The approximately 200-space Bell Garage is being refurbished, including making it accessible with an elevator and improving the garage’s entrance, exit and lighting. The facility’s concrete will be recoated, and metal panels will be applied to the exterior to give it more of an identity. Plans call for it to reopen in spring 2019.
But wait, there’s more
Undergraduate Admissions in Conwell Hall previously had its front lobby renovated, but this summer the department’s office space was redone with new offices, cubicles, furniture, lighting, ceiling and flooring. Peabody Hall, which was previously demolished, is a pocket park temporarily until final decisions are made on what schools or colleges will occupy that space.
A computer store that will sell Apple products is under construction on the first floor of Pearson and McGonigle halls. Once Paley Library is largely cleared, it will become the new home of the College of Public Health. The College of Liberal Arts and College of Science and Technology advising offices will remain on the first floor and will be joined by a campus bookstore. Construction is expected to begin in late 2019.

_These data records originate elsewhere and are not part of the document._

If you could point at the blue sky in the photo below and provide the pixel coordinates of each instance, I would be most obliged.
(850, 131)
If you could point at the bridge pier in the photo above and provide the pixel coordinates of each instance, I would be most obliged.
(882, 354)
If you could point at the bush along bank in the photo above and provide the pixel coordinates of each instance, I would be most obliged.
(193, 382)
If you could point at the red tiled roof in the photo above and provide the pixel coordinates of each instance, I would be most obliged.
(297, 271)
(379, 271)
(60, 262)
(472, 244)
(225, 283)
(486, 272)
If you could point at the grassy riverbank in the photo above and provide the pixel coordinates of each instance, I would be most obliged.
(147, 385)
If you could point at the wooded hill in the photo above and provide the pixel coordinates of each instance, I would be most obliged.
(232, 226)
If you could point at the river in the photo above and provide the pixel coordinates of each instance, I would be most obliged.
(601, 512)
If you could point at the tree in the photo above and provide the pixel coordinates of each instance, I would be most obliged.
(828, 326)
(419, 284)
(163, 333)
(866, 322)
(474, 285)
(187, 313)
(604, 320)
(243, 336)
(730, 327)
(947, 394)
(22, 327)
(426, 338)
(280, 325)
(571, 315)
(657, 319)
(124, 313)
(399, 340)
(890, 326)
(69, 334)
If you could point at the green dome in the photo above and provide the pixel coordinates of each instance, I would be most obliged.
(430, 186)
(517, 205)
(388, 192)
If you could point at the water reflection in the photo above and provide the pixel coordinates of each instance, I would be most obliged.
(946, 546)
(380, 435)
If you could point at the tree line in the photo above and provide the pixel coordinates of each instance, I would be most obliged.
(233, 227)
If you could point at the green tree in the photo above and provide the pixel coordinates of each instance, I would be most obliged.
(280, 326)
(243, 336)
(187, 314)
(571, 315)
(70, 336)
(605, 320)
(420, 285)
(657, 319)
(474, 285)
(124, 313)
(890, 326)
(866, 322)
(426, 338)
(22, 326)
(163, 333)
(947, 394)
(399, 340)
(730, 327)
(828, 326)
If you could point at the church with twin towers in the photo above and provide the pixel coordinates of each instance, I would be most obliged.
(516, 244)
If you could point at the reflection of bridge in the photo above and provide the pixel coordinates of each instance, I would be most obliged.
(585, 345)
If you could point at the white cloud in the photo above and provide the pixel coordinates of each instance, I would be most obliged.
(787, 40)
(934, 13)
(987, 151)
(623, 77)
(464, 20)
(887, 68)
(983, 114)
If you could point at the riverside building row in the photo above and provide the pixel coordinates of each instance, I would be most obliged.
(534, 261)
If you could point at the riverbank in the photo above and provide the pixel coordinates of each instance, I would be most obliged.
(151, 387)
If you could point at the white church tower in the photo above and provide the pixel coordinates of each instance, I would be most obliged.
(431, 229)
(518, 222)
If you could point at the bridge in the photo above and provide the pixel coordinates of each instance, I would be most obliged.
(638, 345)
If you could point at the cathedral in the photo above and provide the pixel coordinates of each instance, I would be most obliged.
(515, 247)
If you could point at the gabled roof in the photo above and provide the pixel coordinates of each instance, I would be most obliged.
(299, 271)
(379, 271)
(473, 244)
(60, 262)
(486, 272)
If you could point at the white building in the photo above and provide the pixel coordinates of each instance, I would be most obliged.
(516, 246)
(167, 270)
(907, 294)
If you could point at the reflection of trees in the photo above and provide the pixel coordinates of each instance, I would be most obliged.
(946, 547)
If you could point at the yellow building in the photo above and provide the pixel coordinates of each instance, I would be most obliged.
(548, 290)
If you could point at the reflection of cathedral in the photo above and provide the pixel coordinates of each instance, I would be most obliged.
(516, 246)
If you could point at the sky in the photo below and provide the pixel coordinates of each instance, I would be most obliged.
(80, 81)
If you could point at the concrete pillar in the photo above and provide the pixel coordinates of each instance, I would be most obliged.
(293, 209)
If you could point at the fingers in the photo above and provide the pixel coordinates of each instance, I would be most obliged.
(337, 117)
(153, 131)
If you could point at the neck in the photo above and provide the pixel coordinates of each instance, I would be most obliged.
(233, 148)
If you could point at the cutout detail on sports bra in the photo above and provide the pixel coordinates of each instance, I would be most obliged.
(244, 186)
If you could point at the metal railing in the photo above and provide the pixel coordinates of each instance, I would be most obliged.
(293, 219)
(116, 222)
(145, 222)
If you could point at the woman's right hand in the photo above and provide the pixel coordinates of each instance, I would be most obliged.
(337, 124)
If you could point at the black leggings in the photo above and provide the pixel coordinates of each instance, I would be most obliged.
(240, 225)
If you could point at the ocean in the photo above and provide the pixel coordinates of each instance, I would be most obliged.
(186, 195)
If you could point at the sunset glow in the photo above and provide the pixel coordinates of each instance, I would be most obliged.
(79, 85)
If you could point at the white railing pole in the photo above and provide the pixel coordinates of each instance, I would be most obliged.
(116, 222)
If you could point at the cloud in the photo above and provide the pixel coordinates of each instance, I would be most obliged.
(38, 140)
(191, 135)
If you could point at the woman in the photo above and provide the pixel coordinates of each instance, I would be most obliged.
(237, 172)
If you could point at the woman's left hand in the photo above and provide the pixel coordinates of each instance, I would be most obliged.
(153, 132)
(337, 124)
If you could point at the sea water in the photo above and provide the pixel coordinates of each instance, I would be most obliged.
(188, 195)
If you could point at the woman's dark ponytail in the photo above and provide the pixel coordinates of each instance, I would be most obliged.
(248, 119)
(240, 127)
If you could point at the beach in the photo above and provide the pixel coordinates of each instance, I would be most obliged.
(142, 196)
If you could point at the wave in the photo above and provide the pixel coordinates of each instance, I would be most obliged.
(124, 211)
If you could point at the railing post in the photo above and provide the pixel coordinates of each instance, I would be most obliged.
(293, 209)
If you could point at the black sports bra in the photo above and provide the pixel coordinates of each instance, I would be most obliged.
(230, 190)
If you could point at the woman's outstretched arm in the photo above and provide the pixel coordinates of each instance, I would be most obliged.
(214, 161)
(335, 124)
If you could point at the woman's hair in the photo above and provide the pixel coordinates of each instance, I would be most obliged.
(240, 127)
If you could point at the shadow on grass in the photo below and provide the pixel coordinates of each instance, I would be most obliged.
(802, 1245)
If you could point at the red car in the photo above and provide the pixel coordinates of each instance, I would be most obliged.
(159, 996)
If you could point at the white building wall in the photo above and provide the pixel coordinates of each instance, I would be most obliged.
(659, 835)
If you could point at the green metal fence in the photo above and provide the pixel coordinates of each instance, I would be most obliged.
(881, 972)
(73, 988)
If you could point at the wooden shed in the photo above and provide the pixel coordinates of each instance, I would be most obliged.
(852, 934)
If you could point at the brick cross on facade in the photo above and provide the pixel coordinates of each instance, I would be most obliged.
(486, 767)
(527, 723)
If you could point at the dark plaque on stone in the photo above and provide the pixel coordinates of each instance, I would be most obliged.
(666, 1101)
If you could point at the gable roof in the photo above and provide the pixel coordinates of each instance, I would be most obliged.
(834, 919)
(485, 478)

A steam-line vault is being replaced on the northern end of Beasley Walk by Polett Walk. After that, the sidewalk and asphalt will be replaced in the area behind Mitten Hall. The southern end of Beasley Walk, behind 1810 Liacouras Walk, will remain closed as construction on that building continues. Several facade upgrades, as part of an ongoing restoration effort, have been completed, including on Annenberg Hall and Tomlinson Theater, the College Engineering, the Beasley School of Law’s Klein Hall and 1700 N. Broad St. The roof on 1300 Residence Hall was replaced this summer.